Bad Wildbad

Nur eine Kuh bei Unfällen gestorben

von Hans Schabert

Eine Stunde lang erzählte Martin Geier, der in Neuenbürg aufgewachsene, heute im Raum Freiburg lebende Autor des 2003 erschienenen "Die Enztalbahn – Von der Stilllegungsdiskussion zur Stadtbahn", im Rahmen des Festwochenendes aus der Historie der Enztalbahn.

Bad Wildbad. Sein Wissen hatte er teils aus eigenem Erleben. Nahe dem Tunnel in Neuenbürg ist er aufgewachsen, und sein Vater war Bahnbeamter. Außerdem hat er für sein Buch, das seiner an der Universität Freiburg angenommenen Examensarbeit entsprang, allerlei in verschiedenen Archiven gefunden. Garniert waren die Geschichten mit einer umfangreichen Diaschau.
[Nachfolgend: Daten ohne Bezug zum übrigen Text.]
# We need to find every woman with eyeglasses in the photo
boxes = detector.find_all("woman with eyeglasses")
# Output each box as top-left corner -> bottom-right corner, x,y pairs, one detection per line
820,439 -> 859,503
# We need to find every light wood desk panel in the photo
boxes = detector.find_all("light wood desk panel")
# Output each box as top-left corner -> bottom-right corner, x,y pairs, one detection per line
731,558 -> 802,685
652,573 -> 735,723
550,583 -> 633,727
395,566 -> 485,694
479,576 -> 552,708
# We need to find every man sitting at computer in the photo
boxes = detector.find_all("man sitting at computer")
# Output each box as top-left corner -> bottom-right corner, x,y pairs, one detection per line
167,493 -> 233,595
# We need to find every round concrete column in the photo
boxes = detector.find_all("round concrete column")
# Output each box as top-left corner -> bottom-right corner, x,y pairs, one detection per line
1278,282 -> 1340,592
Viel von der alten, 1868 in Betrieb genommenen Enztalbahn sei geblieben, einiges aber auch verschwunden oder umgebaut worden. Wie wenig sich stellenweise verändert hat, zeigte ein 80 Jahre altes Foto talabwärts bei der Eyachbrücke. Ein Stück weiter gab es – auf den europaweit größten Holzverarbeitungsbetrieb, die Firma Krauth, abgestimmt – den Rothenbacher Bahnhof. Dieser ist verschwunden, dafür aber ein S-Bahn-Haltepunkt näher bei den Wohnhäusern dort entstanden.

Unfälle seien auf der Enztalbahn in ihrer 150-jährigen Geschichte nur zwei bekannt geworden: Glimpflich sei ein Zusammenstoß mit einer Kuh verlaufen, der diese allerdings das Leben gekostet habe. Außerdem sei 1877 wegen überhöhter Geschwindigkeit bei Birkenfeld ein Zug aus der Kurve geflogen. Aber auch dabei blieben ernsthafte Folgen aus. Fertig waren die Pläne für einen zweigleisigen Ausbau zwischen Calmbach und Wildbad im Jahr 1913. Diese landeten wegen des Ersten Weltkriegs bei den Akten.

AVG rettet Enztalbahn

"Die AVG bewahrte die Enztalbahn vor der Stilllegung", unterstrich Geier zur jüngeren Geschichte. In den 1980er-Jahren habe es pro Richtung und Tag 800 Fahrgäste gegeben. Dabei seien in jener Zeit noch in jedem Bahnhof drei bis vier Beschäftigte nötig gewesen. Stück für Stück habe die Deutsche Bundesbahn Personal und technische Anlagen abgebaut.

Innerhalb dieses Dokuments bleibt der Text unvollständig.